Installing Laminate Flooring
Installing laminate flooring is one of the easiest home remodeling projects that the average homeowner can do themselves. In most cases, you should be able to complete a room within a single day -- or less, depending on the type of product you're using.
All laminate flooring is installed as a "floating" floor - meaning it is laid on top of your existing surface without being glued down or attached in any way. When you fit together your planks, you must remember not to make a perfect wall-to-wall floor - leave a small gap along all walls to allow for any expansion caused by humidity and heat, and cover the gap with baseboard moulding.
Laminate flooring planks (or tiles) come with locking tongue-and-groove designs so they fit perfectly together.
Before beginning the job, however, you will also need to put down an underlayment of cork, foam or similar product to cushion the floor and absorb sound. Some laminate flooring brands come with the underlayment already attached, eliminating one more installation step!

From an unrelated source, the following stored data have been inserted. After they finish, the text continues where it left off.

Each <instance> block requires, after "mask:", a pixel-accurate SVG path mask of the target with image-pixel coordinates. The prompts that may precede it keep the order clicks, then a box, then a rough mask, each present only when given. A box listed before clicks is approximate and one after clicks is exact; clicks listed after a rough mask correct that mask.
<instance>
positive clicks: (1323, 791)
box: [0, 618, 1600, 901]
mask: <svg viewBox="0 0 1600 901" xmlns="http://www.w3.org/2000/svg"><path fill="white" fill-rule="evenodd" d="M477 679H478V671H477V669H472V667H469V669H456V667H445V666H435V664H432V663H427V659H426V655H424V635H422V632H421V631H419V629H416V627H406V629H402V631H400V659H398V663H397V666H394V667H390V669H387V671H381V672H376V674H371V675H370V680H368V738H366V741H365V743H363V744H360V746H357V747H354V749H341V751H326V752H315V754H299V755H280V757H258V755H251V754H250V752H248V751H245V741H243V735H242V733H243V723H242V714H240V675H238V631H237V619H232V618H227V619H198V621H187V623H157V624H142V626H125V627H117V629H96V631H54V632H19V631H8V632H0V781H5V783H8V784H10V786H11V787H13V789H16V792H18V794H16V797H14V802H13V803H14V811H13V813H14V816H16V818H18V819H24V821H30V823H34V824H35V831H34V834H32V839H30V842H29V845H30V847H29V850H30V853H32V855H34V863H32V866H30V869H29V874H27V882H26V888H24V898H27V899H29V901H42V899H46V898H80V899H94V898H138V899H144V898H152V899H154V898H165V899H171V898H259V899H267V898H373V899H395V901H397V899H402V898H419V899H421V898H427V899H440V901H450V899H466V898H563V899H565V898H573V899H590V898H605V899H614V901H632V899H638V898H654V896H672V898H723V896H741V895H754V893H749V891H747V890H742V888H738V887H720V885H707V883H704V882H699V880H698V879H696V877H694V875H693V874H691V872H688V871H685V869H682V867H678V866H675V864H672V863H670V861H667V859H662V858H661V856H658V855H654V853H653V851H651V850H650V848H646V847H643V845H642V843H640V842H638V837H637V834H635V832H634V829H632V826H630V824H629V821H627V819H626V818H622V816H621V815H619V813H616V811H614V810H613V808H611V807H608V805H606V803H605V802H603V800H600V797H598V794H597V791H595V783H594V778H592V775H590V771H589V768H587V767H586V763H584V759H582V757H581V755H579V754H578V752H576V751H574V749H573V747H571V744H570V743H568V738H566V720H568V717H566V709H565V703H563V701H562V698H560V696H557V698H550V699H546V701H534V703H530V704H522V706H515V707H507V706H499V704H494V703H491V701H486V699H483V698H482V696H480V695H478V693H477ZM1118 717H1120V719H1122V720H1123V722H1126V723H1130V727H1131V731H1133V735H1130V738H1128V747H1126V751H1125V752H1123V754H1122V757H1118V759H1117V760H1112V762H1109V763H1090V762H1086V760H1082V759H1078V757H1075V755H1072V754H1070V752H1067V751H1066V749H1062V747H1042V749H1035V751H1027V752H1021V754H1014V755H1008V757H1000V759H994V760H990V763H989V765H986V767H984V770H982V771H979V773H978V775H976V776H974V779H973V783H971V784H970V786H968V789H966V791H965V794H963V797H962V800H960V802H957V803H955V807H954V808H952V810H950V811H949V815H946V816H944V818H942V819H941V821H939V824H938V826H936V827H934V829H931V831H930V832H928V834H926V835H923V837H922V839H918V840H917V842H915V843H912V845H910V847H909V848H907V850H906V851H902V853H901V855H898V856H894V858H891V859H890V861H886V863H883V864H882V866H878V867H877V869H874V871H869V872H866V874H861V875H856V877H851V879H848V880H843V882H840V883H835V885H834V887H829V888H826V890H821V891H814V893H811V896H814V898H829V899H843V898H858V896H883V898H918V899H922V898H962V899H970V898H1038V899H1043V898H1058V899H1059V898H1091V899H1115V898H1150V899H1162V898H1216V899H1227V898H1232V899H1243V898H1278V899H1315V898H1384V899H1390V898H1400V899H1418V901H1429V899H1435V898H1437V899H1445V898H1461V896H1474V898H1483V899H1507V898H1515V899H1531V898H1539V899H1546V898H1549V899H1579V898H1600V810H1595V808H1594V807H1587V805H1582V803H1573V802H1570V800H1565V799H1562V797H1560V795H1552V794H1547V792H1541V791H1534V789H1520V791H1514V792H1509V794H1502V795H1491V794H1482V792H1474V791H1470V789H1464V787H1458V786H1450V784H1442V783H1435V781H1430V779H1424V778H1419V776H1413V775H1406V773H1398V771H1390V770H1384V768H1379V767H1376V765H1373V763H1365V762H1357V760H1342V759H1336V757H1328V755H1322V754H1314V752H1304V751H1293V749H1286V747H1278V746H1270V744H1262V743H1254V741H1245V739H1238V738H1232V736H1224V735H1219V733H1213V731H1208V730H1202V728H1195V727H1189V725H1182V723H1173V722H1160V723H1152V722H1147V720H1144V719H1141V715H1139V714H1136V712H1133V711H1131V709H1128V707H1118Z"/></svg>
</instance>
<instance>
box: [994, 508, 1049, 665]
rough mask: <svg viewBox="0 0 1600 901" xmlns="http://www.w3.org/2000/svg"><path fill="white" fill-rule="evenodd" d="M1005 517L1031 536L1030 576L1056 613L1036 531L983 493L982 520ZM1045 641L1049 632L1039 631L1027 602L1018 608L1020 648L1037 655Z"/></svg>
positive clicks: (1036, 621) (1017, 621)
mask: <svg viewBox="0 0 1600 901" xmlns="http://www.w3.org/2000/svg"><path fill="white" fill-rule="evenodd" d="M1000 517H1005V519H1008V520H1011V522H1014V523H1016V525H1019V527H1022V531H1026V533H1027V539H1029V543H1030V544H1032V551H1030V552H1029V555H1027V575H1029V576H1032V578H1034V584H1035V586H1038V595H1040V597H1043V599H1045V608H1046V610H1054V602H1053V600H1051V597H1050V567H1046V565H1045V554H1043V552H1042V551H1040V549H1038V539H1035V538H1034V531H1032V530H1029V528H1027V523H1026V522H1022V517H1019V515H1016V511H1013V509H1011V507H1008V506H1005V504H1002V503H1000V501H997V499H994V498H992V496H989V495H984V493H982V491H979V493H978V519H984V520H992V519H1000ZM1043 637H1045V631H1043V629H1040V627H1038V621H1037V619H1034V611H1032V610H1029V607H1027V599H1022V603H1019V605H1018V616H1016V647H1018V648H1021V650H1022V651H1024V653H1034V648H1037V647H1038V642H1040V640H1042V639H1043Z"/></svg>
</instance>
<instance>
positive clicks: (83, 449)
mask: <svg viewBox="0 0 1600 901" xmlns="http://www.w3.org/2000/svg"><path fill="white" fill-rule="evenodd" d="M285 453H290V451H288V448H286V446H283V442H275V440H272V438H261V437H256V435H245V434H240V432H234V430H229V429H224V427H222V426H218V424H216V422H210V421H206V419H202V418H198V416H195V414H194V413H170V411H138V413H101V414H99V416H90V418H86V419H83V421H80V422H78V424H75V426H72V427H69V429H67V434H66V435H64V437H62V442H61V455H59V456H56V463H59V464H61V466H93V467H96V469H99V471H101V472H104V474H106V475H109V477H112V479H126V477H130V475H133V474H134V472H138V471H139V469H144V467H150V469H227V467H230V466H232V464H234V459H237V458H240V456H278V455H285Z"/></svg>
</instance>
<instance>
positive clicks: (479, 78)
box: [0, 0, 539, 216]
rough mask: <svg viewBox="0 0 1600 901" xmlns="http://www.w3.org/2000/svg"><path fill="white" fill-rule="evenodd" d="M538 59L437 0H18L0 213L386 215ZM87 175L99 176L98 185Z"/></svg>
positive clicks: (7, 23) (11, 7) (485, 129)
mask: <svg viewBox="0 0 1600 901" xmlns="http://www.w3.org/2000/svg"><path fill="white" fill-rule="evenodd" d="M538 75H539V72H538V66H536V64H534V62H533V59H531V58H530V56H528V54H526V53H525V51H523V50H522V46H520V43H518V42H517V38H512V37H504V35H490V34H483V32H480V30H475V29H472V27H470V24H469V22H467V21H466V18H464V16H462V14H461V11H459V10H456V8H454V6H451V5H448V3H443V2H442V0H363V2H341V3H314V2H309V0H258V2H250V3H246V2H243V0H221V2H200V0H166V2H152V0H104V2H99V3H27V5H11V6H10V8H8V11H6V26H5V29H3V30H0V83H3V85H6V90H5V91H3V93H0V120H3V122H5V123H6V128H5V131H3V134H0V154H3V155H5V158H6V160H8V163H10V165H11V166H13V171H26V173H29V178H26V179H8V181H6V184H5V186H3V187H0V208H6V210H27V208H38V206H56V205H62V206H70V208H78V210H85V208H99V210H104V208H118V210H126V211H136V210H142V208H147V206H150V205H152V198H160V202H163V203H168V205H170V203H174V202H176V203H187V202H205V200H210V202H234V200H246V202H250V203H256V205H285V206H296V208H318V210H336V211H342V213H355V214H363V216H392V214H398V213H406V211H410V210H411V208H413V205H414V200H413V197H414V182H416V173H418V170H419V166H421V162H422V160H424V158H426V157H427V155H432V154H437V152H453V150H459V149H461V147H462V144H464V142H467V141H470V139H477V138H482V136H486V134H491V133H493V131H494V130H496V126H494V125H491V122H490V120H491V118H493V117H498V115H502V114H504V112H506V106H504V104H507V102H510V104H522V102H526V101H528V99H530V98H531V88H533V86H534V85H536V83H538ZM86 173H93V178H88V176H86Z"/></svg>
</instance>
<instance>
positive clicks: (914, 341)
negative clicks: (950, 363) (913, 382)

All manufacturers provide detailed instructions to make the job go smoothly. Make sure to follow those instructions closely, or you may void your product warranty.
Installing laminate flooring has never been easier, thanks to some recent design innovations.
Do-it-yourselfers now have three choices when purchasing laminate flooring:
Traditional planks that are glued together according to the manufacturers' specifications. This forms an incredibly secure bond, but can be time-consuming and require extra time for cleanup.
Pre-glued planks that you wipe down with water (to activate the glue) before setting into place.
Glueless flooring that is held in place by a variety of locking mechanisms or joints attached to the underside of the planks. Today's glueless brands are as secure traditional laminate flooring but often are more costly.
In the end, your choice may depend on your budget, your time available and your personal preference. Some do-it-yourselfers like the challenge of installing flooring with glue.
On the other hand, if you choose a glueless variety, there will be no cleanup and you can begin using the floor the second the final board snaps into place!